Each story is often told for the first time between people who don’t know each other, so it’s also a story of encounters that shape a larger narrative, that of the transition from the past to the future. Indeed, it is in this minivan that these Ukrainians become refugees. It’s a big leap into the unknown, echoing scenes of reunion and separation that everyone accepts in their own way, even to the point of looking forward to the journey! In such a tale of exodus, the children’s testimony takes center stage, as they openly speak out without any filter of fear or mistrust.

And it is through their faces and behavior that the full extent of what they have been through is reflected, as the French title suggests (literally “Rock, Paper, Gun”), referring to the deep-rootedness of the war in their upbringing. The film covers the different stages of the war, from the first wave of refugees to the siege of the cities of Kiev and Chernihiv, followed by the battles of Kharkiv and Mariupol.

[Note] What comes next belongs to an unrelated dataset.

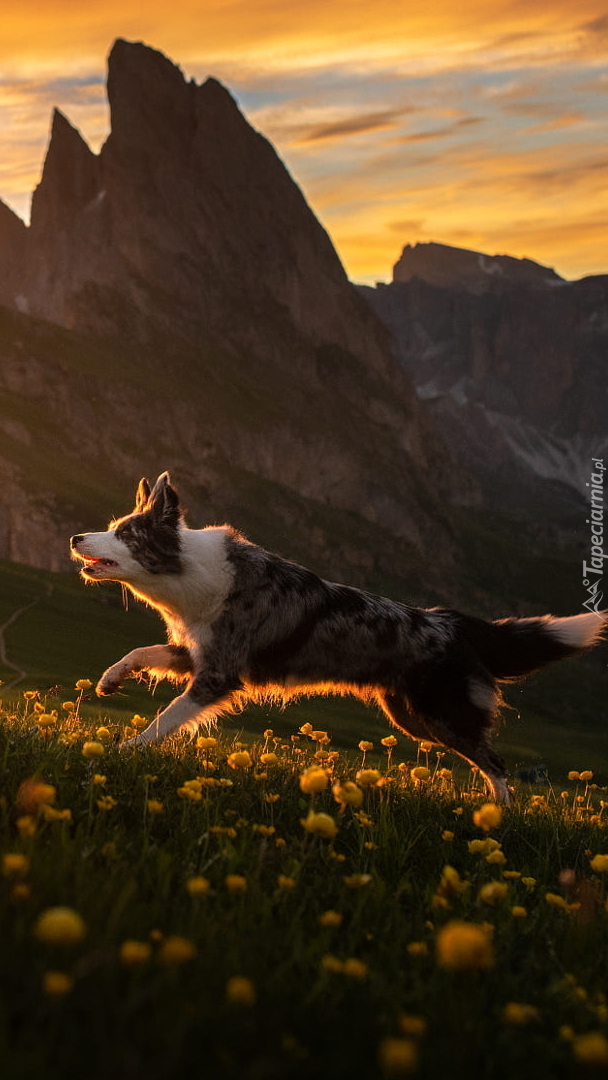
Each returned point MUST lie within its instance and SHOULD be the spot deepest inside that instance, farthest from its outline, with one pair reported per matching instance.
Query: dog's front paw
(111, 680)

But while it is ever-present in the speeches, the war remains off-screen, visible only through the windows of the minivan, where we can see the aftermath, from destroyed buildings to cut-off roads, regular check-points and the scorched wrecks of tanks. Through these windows, the scenery of the war unfolds like a backdrop to the conversations he captures. He takes us through the horrors of war on the move and the tragedy of the exodus behind closed doors, filming the war after the fact.

This odyssey of transition between their past and their future creates two temporalities, depicted in this almost 100% behind-closed-doors film by two single shots: one looking towards the front of the vehicle, towards what they are travelling through and leaving, and ultimately towards what awaits them, their future; and the other towards the rear seats and the war stories, as in the original & English title. The director is at once driver, organizer, volunteer, interpreter and confidant. Always looking for solutions, he is discreet but not neutral, and makes no comment. This is not an analytical piece, it’s a journey into the heat of the action.

A powerful war story full of humanity, “In the Rearview” is an engaging, moving and important multilingual documentary (Ukrainian, English, French, Polish). This emergency tale echoes a spontaneous and massive mobilization, and the historic bonding of two countries with a painful shared past… a sign of fraternity between (neighboring?) peoples!